In the latest case, however, Armstrong ruled that a new election had to be held for the District 4 seat occupied by Kevin Woods since the August 2012 elections for the seven-member board. Woods was the apparent winner — by a 106-vote margin that was later adjudged to be 290 votes — over Kenneth Whalum Jr. But Whalum sued, contending that wrong ballots issued by the election commission had skewed the results, and Armstrong agreed.
In his opinion, issued Monday, the chancellor declared: “The Election Commission here made no concerted effort to avoid the problems that occurred in this election for school board positions … .
“These mistakes in assigning so many voters to incorrect school board districts cannot be simply ignored in an effort by the court to not take the step of declaring an election invalid. Without a new election conducted properly, there will always be legitimate questions about the actual winner in the District 4 county school board race … .
“The District 4 race is, under the facts here, incurably uncertain when all voters are considered and leaves the Court no alternative except to order a new election in this race.”
Hence, it is up to the election commission — with a new black eye, or with its former black eye newly exposed — to schedule a new election for District 6. Both Woods and Whalum have indicated they would vie again in such an election.

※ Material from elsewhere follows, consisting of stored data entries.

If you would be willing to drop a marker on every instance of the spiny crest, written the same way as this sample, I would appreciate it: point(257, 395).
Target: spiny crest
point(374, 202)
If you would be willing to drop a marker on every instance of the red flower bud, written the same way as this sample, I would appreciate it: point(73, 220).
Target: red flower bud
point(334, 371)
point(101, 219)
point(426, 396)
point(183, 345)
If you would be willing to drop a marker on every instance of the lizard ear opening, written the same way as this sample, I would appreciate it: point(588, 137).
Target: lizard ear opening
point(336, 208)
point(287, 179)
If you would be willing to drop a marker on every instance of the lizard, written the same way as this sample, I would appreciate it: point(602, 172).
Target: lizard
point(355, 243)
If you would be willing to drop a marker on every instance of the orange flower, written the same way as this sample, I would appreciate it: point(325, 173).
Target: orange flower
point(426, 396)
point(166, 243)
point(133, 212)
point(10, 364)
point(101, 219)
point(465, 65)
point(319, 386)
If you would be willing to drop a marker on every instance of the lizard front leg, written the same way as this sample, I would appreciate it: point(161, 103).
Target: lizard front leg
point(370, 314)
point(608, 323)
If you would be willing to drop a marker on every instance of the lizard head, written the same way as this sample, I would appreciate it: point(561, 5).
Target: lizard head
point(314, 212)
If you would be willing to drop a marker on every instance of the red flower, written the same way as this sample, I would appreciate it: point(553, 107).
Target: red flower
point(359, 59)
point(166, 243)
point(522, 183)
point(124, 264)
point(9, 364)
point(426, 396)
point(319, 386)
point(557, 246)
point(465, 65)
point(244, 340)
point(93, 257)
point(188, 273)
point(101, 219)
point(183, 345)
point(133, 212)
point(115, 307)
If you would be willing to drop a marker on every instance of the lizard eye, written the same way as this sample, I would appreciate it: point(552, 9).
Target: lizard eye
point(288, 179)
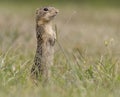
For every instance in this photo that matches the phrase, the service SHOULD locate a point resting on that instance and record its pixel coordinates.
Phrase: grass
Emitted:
(86, 61)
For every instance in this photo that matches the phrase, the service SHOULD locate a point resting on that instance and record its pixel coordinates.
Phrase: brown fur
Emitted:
(45, 43)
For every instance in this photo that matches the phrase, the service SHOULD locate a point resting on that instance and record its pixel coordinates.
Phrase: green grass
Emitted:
(86, 62)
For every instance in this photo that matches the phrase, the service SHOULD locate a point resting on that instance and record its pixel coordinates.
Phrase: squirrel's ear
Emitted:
(37, 10)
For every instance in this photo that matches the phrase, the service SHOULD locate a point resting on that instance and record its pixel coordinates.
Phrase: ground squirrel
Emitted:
(45, 42)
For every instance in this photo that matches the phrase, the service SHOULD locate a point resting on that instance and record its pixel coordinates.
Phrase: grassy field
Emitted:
(87, 55)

But that election could be delayed indefinitely by an appeal from Woods. Meanwhile, the county commission has set a date of August 23rd for applicants to seek the vacated District 6 seat, will interview those applicants on August 29th, and make an appointment on September 9th.
That part seems simple enough.
• The Tennessee Democrats who hope to see Sara Kyle become a candidate for the Democratic nomination for governor in 2014 have now coalesced into to a “Run Sara Run PAC” with co-chairs from three of the state’s major population centers.
Cited in a press release from the newly formed PAC on Monday were Deidre Malone of Memphis, a former Shelby County commissioner who is an announced candidate for Shelby County mayor; Elisa Parker of Nashville, vice chair of the Tennessee Democratic Party; and Chris Anderson of Chattanooga, a member of the Chattanooga City Council.
The release noted the establishment of a website called DraftSaraKyle.com and a physical address in Memphis to which “contributions” might be sent and called for college students to turn out in support of Kyle at the Tennessee Democratic Party’s annual Jackson Day celebration on September 7th.